Access to the reserve is restricted to scientists and the university’s own soccer team, which enjoys the clean air during practice. One of the privileged scientists is Horacio Mena, a veterinarian at the Laboratory of Ecological Restoration of the UNAM, responsible for the axolotl colony. His efforts focus on assessing the viability of amphibian adaptation to new environments in order to create a genetic reserve. This is what Luis Zambrano has called a lifeline plan, because, as he asserts, “If extinction wins out by 2020, at least they will have an environmentally adapted colony that, yes, could be reintroduced to Xochimilco.”

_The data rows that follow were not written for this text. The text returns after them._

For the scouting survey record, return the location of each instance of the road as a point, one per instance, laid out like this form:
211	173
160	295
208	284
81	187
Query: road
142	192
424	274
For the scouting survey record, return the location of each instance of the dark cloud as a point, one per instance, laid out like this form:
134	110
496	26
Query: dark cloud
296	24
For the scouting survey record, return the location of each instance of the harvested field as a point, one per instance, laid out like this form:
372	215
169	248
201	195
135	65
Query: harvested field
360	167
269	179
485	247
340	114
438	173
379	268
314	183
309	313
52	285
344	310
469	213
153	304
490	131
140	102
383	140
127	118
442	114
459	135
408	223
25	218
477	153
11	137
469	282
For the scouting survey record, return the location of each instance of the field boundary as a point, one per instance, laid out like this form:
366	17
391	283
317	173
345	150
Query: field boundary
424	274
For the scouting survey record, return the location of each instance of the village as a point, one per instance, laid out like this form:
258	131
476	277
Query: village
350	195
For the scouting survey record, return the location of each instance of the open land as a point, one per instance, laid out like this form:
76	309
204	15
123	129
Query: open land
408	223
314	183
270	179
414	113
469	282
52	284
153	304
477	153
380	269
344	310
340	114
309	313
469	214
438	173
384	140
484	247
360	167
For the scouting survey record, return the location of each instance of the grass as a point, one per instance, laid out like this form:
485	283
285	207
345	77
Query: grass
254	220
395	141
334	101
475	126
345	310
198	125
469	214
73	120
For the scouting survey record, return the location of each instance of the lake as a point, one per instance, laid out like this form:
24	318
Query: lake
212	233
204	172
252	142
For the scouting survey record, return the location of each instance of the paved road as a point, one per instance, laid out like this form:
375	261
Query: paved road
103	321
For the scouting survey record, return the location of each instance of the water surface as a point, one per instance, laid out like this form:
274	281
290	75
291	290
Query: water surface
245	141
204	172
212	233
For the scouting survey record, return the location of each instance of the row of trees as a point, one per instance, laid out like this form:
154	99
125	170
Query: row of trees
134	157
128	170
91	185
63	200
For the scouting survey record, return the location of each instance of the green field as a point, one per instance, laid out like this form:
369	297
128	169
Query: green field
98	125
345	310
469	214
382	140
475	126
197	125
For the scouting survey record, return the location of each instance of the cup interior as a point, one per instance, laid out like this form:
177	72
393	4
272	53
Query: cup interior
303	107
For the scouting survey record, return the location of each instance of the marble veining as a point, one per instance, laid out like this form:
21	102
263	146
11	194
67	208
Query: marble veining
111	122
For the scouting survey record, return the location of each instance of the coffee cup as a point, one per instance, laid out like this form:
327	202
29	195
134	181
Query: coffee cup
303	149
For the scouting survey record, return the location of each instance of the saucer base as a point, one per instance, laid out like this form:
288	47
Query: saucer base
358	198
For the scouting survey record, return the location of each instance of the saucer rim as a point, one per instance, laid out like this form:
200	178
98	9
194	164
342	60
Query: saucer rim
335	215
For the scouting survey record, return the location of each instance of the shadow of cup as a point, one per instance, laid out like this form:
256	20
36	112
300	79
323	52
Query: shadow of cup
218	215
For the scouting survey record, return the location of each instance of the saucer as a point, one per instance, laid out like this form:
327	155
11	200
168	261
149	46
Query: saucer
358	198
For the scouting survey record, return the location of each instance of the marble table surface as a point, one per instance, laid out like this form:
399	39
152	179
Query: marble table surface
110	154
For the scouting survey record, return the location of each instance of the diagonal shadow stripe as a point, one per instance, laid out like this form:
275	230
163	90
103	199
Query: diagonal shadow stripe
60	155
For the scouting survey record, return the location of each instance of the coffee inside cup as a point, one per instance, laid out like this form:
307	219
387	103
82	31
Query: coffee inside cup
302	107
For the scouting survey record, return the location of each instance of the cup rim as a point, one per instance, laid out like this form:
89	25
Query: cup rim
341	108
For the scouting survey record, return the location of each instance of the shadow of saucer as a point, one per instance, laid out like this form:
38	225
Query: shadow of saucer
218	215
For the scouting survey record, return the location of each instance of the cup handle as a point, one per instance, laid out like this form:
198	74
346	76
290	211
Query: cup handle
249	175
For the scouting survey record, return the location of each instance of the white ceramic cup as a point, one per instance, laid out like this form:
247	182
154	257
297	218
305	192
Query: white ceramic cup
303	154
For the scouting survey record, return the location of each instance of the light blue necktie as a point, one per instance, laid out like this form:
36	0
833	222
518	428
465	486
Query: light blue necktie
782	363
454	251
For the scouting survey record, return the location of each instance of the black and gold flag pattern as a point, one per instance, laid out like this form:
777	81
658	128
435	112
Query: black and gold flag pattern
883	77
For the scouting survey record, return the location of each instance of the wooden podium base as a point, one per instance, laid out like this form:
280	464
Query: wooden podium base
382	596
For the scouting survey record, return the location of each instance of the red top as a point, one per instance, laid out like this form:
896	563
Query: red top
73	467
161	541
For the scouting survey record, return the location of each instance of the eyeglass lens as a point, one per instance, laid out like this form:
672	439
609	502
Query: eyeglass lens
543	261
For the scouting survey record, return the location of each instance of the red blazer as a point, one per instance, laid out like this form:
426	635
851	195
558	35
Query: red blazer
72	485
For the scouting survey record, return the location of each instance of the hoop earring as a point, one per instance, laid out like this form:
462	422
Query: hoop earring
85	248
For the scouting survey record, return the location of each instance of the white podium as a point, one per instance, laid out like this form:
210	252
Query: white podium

Building this sort of Ambystoma mexicanum Noah’s ark involves a learning curve for Mena with the axolotl larva. He and his team have not only made partial introductions in captivity, measuring all the amphibians’ parameters, but will soon carry out an exercise in telemetric monitoring with transmitters. This will provide information about their nocturnal habits, what they feed on in the reserve lakes and the most favorable sites for their conservation. With this, the veterinarian believes there will be a 70 percent chance of successful adaptation to the environment and, consequently, a genetic reserve of the species in the wild.
However, Zambrano himself hopes they will not have to resort to plan B. If steps are implemented as planned, results could be seen over upcoming years. Trust in the great reproductive ability of the axolotl; every female is capable of laying 1500 eggs per season. “We just need to leave them alone” for the population to recover.
“What is my outlook? If we can double the amount of chinampa farmers over the next two years, my outlook is going to be much more optimistic than it is now. My view is that by 2020, or 2025 at the latest, the axolotl could be extinct within Xochimilco. But if we counteract this through the chinampa farmer’s involvement, and if we double or triple the amount of sanctuaries, even multiply the number by ten, then 2020 will be nothing more than a potential threat that we will face without a problem,” concluded the researcher.
The sun sits high. I spend the entire morning conversing with Pedroin Xochimilco. He shows me how each crop is worked, invoking time and again the knowledge that was passed down from the “elders” as key to saving the area. “I think we have to remove the blinders, chinampa farmers along with academics, and realize that we are practically on the same playing field, right? Because while it is true that they have much book knowledge, much research knowledge [...] it is also true that we have the cultural side, [...] the experience side, because we have lived with the axolotl all our lives “, he points out.
The “elders” warned him that he would be left all alone. They were referring to the fact, he says, that he was the only young man who showed an interest in continuing to work the chinampa. Regardless, Pedro says he is ready to hang tough. He talks about creating a school for chinampa farmers in the near future and attracting younger generations to the chinampa.
“Are you aware that just as the axolotls are in danger of disappearing, you might be an endangered farmer yourself?” I ask him.
“Yes. We see the lack of interest in the chinampa, it is serious and it concerns us, because if this is lost, we will have lost an entire culture, a very old culture. But we will continue to fight, providing an example, transmitting knowledge. [...] So, my task in life is to get others involved. I will settle for one more who will follow, and this will have a different future.”